Taxi Driver se ha interpretado como una prolongada alucinación: colores en suspensión, letreros luminosos parpadeando en la noche, calles inundadas por la bruma. Travis se queda hipnotizado, contemplando las burbujas de un Alka Seltzer. Su mente hierve como el agua de ese vaso. Betsy dice que su forma de ser le recuerda un tema de Kris Kristofferson: "Mitad camello, mitad profeta. Pura contradicción". Sin embargo, la mente de Travis no es contradictoria. En su cabeza únicamente hay impulsos primarios, esquemáticos, no muy diferentes a los de cualquier psicópata. Sólo sabe expresar sus emociones con violencia. Su Magnum 44 es su medio de comunicación. No es un cowboy solitario, sino un depredador que odia a los que aman y son correspondidos, a los que tienen poder o un lugar en el mundo. Destroza un televisor mientras una pareja de actores habla de su ficticia relación sentimental. Intenta asesinar a Palantine, candidato a la presidencia de los Estados Unidos. Mata sin piedad a "Sport" (magnífico Harvey Keitel), el chulo de Iris. Mutila al hombre que alquila habitaciones para las prostitutas y dispara cuatro tiros a la cara de un cliente. Después intenta suicidarse, pero se ha quedado sin balas. Actúa por nihilismo, no por salvar a una niña de sus proxenetas.
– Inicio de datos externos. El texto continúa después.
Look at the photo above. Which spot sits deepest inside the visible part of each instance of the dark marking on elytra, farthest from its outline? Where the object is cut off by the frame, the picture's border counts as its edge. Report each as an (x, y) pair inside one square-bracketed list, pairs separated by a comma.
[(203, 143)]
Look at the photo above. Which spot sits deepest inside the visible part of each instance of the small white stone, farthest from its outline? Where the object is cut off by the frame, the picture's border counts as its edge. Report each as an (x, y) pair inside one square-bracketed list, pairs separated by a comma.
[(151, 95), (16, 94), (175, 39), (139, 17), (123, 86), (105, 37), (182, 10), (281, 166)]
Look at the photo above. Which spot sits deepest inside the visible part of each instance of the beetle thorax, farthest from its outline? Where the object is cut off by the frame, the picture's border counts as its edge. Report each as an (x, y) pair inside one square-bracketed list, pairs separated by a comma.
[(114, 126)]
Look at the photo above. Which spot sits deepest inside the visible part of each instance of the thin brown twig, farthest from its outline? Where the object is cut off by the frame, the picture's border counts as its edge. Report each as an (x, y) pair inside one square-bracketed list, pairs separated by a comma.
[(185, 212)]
La bellísima banda sonora de Bernard Herrmann, con un saxofón que recrea el carácter obsesivo y el doloroso aislamiento de Travis, es el telón de fondo perfecto. Herrmann, que en su larga y fecunda trayectoria había compuesto las bandas sonoras de películas tan memorables como Ciudadano Kane, Vértigo y Jennie, carecía de experiencia en el terreno del jazz y el blues, pero con la ayuda de Christopher Palmer compuso una partitura perfecta. El baterista con betún en el pelo que interpreta en la calle piezas de Gene Krupa y Chick Webb no aporta tan sólo autenticidad y color. También parece decirnos que la historia de Travis sólo podía contarse con música de jazz. Herrmann falleció pocas horas después de finalizar la banda sonora. Scorsese honró su memoria dedicándole la película.
Taxi Driver se rodó hace más de cuarenta años, pero no ha envejecido, quizás porque la ira de Travis refleja la frustración de infinidad de individuos, aislados en pequeños apartamentos de grandes ciudades donde crece el número de habitantes al mismo ritmo que la soledad. Hombres huecos que sólo son capaces de sentir cuando hacen daño a otro. Hombres devastados por el silencio irracional del mundo.